Corneas were carefully dissected to ensure that conjunctival and iris tissues were not included. Tissues were then placed in 30 μL RNA stabilization reagent (RNAlater; Qiagen, Valencia, CA) and later incubated in 250 μL 20 mM EDTA (sterile, pH 7.4) at 37°C for 30 minutes. The epithelial layer was then teased from the stromal layer, placed in 1 mL extraction reagent (TRIzol; Invitrogen Corp., Carlsbad, CA), homogenized by passing three times through a 26-gauge needle, and RNA was extracted according to the manufacturer’s directions.
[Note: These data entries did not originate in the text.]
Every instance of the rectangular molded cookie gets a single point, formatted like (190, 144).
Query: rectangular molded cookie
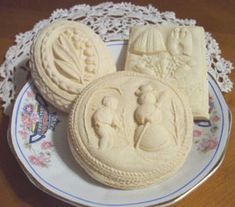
(174, 53)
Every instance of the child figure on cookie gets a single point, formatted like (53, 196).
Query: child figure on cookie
(106, 122)
(150, 134)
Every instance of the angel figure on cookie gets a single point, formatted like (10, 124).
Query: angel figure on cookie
(162, 58)
(106, 122)
(150, 134)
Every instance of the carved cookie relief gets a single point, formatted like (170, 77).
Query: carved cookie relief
(132, 127)
(75, 57)
(65, 57)
(173, 53)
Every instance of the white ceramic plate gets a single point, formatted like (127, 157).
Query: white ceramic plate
(38, 139)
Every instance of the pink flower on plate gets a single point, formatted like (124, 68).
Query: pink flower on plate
(215, 118)
(197, 133)
(27, 122)
(23, 134)
(46, 145)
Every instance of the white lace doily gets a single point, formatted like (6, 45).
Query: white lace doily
(112, 22)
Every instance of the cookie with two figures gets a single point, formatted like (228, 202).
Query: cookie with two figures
(65, 57)
(129, 130)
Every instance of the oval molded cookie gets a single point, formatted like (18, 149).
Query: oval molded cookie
(130, 130)
(65, 57)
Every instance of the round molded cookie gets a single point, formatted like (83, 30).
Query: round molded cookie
(130, 130)
(65, 57)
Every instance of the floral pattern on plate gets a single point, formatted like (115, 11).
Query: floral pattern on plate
(36, 120)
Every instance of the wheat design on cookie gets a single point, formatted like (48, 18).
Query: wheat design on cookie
(65, 57)
(129, 130)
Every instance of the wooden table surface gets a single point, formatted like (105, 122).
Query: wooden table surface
(216, 16)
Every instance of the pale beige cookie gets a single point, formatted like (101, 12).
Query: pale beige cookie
(65, 57)
(129, 130)
(176, 53)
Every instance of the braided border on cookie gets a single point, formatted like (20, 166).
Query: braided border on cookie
(111, 176)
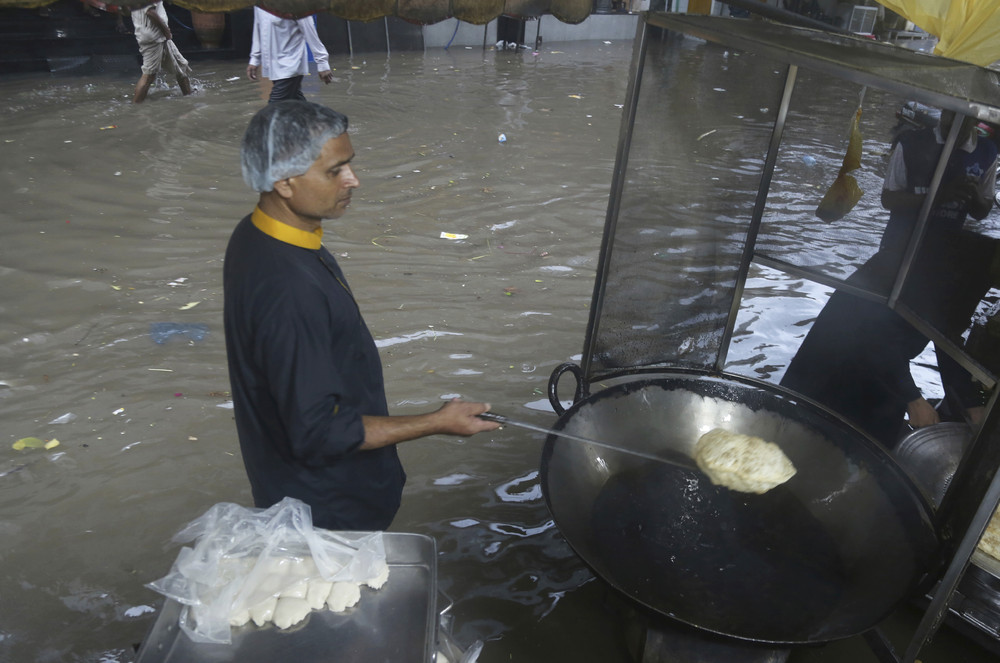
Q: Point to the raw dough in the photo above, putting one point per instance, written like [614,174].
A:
[263,611]
[319,589]
[742,462]
[343,595]
[290,611]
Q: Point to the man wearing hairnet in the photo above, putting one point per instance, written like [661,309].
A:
[279,49]
[306,377]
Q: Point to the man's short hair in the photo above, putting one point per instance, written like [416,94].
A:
[284,139]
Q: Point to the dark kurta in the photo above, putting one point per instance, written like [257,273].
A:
[304,369]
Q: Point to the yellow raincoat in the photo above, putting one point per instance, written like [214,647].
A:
[967,30]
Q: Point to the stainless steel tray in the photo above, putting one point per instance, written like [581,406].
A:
[397,623]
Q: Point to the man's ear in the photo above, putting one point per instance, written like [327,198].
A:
[284,188]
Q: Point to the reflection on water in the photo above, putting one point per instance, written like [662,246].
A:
[115,224]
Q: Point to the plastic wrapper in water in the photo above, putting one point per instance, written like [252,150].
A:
[243,557]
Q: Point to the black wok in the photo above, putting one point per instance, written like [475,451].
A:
[825,556]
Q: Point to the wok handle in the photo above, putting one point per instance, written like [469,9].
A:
[578,394]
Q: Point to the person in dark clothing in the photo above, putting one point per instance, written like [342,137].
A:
[856,357]
[306,378]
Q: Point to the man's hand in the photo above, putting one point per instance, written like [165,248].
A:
[457,417]
[921,413]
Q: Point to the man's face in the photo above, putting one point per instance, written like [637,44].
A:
[324,191]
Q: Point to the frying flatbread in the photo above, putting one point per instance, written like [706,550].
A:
[742,462]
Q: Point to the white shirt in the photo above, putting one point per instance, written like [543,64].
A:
[279,46]
[147,32]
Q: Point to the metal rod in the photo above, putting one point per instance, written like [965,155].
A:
[614,200]
[819,277]
[687,463]
[758,214]
[943,593]
[925,211]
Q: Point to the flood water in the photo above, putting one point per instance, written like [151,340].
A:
[114,227]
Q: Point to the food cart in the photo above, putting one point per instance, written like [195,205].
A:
[716,183]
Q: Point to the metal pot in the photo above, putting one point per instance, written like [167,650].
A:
[932,454]
[825,556]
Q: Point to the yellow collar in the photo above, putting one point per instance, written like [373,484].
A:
[285,233]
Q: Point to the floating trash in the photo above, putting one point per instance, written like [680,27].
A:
[34,443]
[161,332]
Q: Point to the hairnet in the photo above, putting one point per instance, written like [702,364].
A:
[283,140]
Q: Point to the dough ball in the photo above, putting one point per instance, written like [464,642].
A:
[742,462]
[343,595]
[318,590]
[263,611]
[239,618]
[290,611]
[381,575]
[297,590]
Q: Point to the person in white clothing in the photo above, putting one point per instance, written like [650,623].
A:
[157,49]
[279,53]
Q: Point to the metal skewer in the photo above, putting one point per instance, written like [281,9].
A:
[681,461]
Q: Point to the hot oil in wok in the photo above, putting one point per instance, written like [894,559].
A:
[727,561]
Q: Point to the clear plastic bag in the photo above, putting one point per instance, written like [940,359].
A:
[242,558]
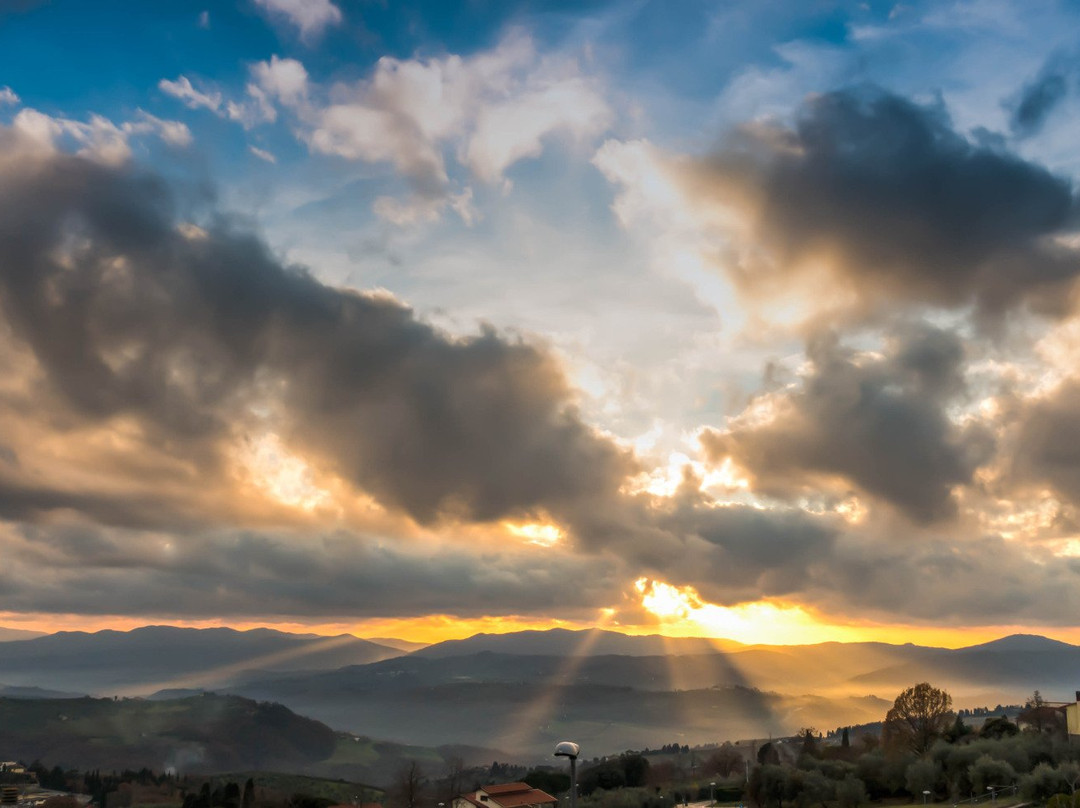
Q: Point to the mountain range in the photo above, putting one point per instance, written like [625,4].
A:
[521,691]
[158,657]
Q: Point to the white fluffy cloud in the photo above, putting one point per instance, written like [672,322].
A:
[99,137]
[192,98]
[490,110]
[248,111]
[310,16]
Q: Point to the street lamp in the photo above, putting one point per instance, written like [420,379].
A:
[568,749]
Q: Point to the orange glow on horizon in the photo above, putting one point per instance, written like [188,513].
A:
[795,624]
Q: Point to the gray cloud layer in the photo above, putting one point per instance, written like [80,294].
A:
[879,423]
[180,342]
[898,203]
[186,334]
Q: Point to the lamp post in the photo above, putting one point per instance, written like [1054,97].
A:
[568,749]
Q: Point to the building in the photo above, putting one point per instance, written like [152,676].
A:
[1072,717]
[505,795]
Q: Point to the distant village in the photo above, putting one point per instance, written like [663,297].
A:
[922,752]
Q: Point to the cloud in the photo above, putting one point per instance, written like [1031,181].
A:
[142,354]
[1036,102]
[310,16]
[187,333]
[99,138]
[285,80]
[495,108]
[1045,447]
[288,575]
[186,92]
[262,153]
[256,108]
[878,194]
[877,423]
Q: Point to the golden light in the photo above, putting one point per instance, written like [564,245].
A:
[536,533]
[282,474]
[682,611]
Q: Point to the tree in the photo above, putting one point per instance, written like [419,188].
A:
[553,782]
[726,761]
[998,727]
[987,771]
[768,754]
[850,792]
[919,715]
[1040,716]
[408,784]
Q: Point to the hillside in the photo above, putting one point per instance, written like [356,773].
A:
[525,717]
[584,643]
[205,734]
[158,657]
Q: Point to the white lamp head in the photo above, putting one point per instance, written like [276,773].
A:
[567,749]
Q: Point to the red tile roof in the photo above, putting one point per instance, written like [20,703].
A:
[509,795]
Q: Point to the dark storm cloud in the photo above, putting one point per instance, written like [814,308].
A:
[184,344]
[745,553]
[988,581]
[186,334]
[879,423]
[1045,449]
[898,203]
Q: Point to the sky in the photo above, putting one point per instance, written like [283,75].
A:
[420,319]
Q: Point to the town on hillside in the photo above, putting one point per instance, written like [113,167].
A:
[921,752]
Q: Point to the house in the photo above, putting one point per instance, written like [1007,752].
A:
[505,795]
[1072,717]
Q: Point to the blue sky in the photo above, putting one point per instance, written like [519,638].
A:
[795,282]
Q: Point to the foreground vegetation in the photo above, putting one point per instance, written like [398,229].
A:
[922,752]
[925,752]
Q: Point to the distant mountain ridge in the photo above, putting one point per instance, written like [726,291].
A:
[156,657]
[601,684]
[584,642]
[9,634]
[206,734]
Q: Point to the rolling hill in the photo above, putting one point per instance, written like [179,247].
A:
[158,657]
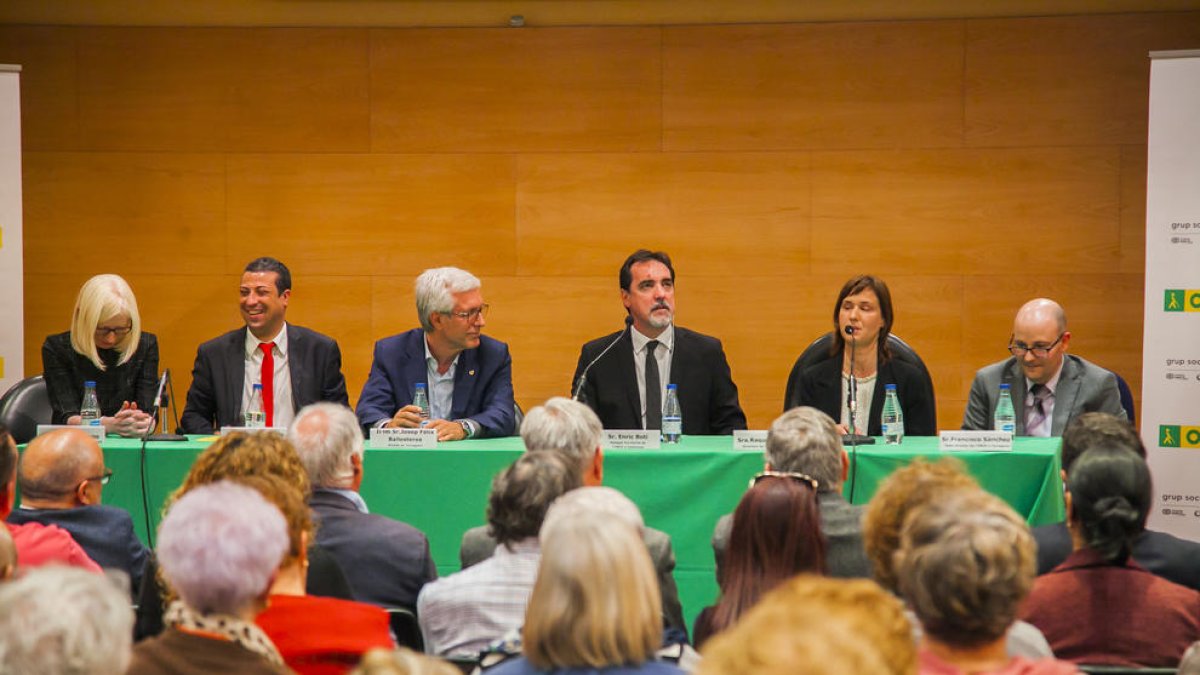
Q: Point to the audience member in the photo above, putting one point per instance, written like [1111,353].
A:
[805,440]
[1101,607]
[36,543]
[468,375]
[905,491]
[965,563]
[1049,387]
[106,345]
[61,477]
[594,605]
[1169,556]
[573,430]
[388,561]
[777,533]
[462,613]
[220,547]
[295,365]
[816,626]
[653,352]
[60,620]
[863,311]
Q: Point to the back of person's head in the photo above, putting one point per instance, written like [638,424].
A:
[563,426]
[220,545]
[907,489]
[327,436]
[816,625]
[777,533]
[60,620]
[805,440]
[965,565]
[1109,500]
[599,500]
[1093,429]
[595,602]
[522,493]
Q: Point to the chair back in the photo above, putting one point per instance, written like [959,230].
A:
[24,406]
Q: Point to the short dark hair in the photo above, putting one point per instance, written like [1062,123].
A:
[852,287]
[1093,429]
[282,282]
[523,491]
[1110,494]
[642,256]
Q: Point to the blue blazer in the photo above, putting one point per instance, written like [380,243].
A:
[483,382]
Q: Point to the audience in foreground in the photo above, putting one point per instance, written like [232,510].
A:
[64,621]
[816,626]
[777,533]
[965,563]
[219,547]
[1101,607]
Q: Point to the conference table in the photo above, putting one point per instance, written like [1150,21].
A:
[681,489]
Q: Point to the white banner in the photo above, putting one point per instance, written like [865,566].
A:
[12,310]
[1170,393]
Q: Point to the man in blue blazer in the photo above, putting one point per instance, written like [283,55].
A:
[468,376]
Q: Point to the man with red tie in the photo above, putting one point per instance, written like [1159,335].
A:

For reverse transcription (RT), 2 μg oligo dT (Midland Certified Reagent Co., Inc., Midland, TX) was added to the RNA (2 μg sample) and incubated at 95°C for 3 minutes. Samples were then incubated for 1.5 hours at 42°C in RT reaction mix (4 μL of 5 × first-strand buffer (Invitrogen Corp.), 2 μL of 10 mM dNTP mix (Invitrogen Corp.), 30 U RNase inhibitor (Prime; Eppendorf, Hamburg, Germany), 2 μL 0.1 M dithiothreitol (DTT; Invitrogen Corp.), and 200 U reverse transcriptase (Superscript II RNase H−; Invitrogen Corp.), followed by 5 minutes 95°C to inactivate the enzyme.
For quantitative PCR, PCR master mix (Sybr Green; Applied Biosystems, Foster City, CA), PCR-grade water, and 20 mM reverse and forward primers were added to cDNA samples, and amplified using a sequence-detection system (GeneAmp 5700; Applied Biosystems). The reaction conditions were 50°C for 2 minutes, 95°C for 10 minutes, 40 cycles of 95°C for 15 seconds, and 60°C for 1 minute. Primers used were as follows: TLR2: sense, 5′-TGGAATGTCACCAGGCTGC-3′, and antisense, 5′-GTCCGTGGAAATGGTGGC-3′; TLR4: sense, 5′-AGGAAGTTTCTCTGGACTAACAAGTTTAGA-3′, and antisense, 5′-AAATTGTGAGCCACATTGAGTTTC-3′; TLR9: sense, 5′-TTCTCAAGACGGTGGATCGC-3′, and antisense, 5′-GCAGAGGGTTGCTTCTCACG-3′; L32: sense, 5′-TGTGCAACAAATCTTACCGTGC-3′, and antisense, 5′-GGATTGGTGACTCTGATGGCC-3′. PCR products were separated on a 4% agarose gel, and stained with fluorescent nuclear stain (Sybr Green I; Molecular Probes, Eugene, OR).